The core new pieces are a single-number way to score how well a stopping rule works and a text-file format that lets people rerun or extend benchmarks without regenerating populations from scratch. They also give a compact encoding to keep those files from ballooning. These three items directly target the stagnation the authors describe: almost no new stopping criteria have appeared lately because there was no standard way to compare them fairly and reproducibly. That diagnosis looks accurate, and the practical framing around real-world use is a plus. The demonstration on five existing criteria shows the machinery in action and should let others plug in their own rules without much friction. The file approach in particular lowers the barrier for follow-up work and supports the reproducibility claim without extra overhead. The main soft spot is the scalar itself. Any single number that mixes proximity to the Pareto front, evaluations saved, and robustness across problems will involve some aggregation rule, and the abstract gives no hint of how that rule is derived or tested for stability under scaling or noise. If the weighting turns out to be tuned to the chosen test problems, the rankings could change with a different suite. Five criteria is also a thin sample for a benchmarking paper; a broader set would make the comparison more convincing. This is aimed at the EMO community that actually deploys these algorithms on expensive problems and wants to stop wasting evaluations. Readers outside that niche or looking for theoretical advances will find little. The work is coherent on its own terms and addresses a stated limitation with concrete tools, so it deserves a serious referee rather than a desk reject.

Referee Report

1 major / 1 minor

Summary. The manuscript proposes three contributions to address the lack of benchmarking methodologies for stopping criteria in evolutionary multi-objective optimization (EMO): (i) a performance measure represented as a single scalar value to enable easy comparison of stopping criteria, (ii) a file-based benchmarking approach to simplify the process and improve reproducibility, and (iii) a data representation method for efficiently storing population states in text files to mitigate file size issues. These are demonstrated through benchmarking of five representative stopping criteria for EMO.
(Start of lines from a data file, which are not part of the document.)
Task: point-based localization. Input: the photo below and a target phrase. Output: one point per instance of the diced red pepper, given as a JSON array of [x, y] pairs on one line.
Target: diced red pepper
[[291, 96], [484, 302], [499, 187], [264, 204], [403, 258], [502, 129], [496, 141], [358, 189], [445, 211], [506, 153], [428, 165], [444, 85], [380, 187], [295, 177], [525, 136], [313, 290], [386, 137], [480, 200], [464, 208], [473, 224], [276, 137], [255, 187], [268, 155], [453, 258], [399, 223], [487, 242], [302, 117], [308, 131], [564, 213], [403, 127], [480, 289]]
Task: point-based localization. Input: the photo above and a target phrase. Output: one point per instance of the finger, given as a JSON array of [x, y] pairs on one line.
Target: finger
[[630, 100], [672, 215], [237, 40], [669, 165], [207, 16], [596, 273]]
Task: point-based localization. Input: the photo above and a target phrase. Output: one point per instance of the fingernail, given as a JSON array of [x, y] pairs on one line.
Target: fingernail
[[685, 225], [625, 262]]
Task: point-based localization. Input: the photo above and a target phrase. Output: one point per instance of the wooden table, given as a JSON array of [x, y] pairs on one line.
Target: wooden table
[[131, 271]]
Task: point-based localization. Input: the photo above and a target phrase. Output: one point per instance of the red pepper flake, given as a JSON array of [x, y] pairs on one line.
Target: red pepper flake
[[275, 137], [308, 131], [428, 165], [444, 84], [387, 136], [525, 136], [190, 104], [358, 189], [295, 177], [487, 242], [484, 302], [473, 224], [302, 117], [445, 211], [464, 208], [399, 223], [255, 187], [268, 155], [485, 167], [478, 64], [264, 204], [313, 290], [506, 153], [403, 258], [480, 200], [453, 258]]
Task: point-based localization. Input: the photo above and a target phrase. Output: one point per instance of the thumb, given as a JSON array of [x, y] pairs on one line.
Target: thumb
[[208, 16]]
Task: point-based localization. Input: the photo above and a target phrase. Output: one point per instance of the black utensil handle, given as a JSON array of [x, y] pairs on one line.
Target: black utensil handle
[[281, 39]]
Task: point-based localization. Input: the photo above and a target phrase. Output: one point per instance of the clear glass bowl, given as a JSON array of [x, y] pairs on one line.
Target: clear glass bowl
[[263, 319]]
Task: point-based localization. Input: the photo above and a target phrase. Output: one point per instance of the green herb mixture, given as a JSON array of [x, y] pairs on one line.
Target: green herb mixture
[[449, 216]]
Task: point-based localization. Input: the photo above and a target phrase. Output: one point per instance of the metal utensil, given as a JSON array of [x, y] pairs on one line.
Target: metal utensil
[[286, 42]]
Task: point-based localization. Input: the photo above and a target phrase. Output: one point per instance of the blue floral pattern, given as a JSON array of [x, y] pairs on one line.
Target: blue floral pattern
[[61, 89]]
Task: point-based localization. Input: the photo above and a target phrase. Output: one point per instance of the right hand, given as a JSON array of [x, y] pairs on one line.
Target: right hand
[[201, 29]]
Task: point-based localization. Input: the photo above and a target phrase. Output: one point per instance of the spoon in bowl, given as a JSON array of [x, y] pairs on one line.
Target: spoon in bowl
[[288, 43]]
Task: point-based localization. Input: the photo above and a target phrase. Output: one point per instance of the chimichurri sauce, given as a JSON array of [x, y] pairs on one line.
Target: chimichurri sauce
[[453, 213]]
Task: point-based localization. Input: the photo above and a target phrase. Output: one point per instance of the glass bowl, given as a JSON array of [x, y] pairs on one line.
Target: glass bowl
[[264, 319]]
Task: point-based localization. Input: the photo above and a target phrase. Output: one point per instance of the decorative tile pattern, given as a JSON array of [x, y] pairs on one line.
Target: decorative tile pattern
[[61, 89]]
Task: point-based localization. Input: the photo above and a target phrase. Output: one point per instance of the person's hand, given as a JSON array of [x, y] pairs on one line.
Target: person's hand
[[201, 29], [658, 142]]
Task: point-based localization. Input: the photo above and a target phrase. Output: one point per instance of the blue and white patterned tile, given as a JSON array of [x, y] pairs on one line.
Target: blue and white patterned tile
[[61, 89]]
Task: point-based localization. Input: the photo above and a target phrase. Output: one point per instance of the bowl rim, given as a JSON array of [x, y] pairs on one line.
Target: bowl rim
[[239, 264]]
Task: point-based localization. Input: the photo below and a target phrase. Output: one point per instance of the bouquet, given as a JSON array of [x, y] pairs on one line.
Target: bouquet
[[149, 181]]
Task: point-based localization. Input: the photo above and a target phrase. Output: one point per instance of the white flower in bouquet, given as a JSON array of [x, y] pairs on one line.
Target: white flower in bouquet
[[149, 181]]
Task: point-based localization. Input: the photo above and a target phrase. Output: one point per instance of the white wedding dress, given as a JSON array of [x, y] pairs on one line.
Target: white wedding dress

Significance. If the single-scalar performance measure can be shown to aggregate proximity to the Pareto front, evaluation savings, and cross-problem robustness in a non-arbitrary, ranking-preserving manner, and if the file-based approach delivers lossless, reproducible comparisons, the work would provide a much-needed standardized framework for evaluating and developing stopping criteria in EMO, an area that has seen little recent progress. The explicit focus on reproducibility via file-based methods is a clear strength.

major comments (1)

Abstract and contribution (i): the central claim that a single scalar performance measure enables meaningful comparisons rests on an unspecified aggregation of closeness to the true Pareto front, number of wasted evaluations avoided, and robustness across problem classes. Without an explicit formula, weighting scheme, or demonstration that the scalar preserves rankings under changes in objective scaling, front shape, or noise, the measure risks oversimplifying heterogeneous EMO landscapes and the subsequent benchmarking demonstration loses force.

minor comments (1)

Abstract: the description of contributions (i)–(iii) remains at a high level with no formulas for the performance measure, no pseudocode or specification for the file format or data representation, and no quantitative results from the five-criteria benchmark, which makes it difficult to assess the claimed effectiveness.

Simulated Author's Rebuttal

1 responses · 0 unresolved

We thank the referee for their constructive review and recommendation for major revision. We address the single major comment below and describe the changes we will make to strengthen the manuscript.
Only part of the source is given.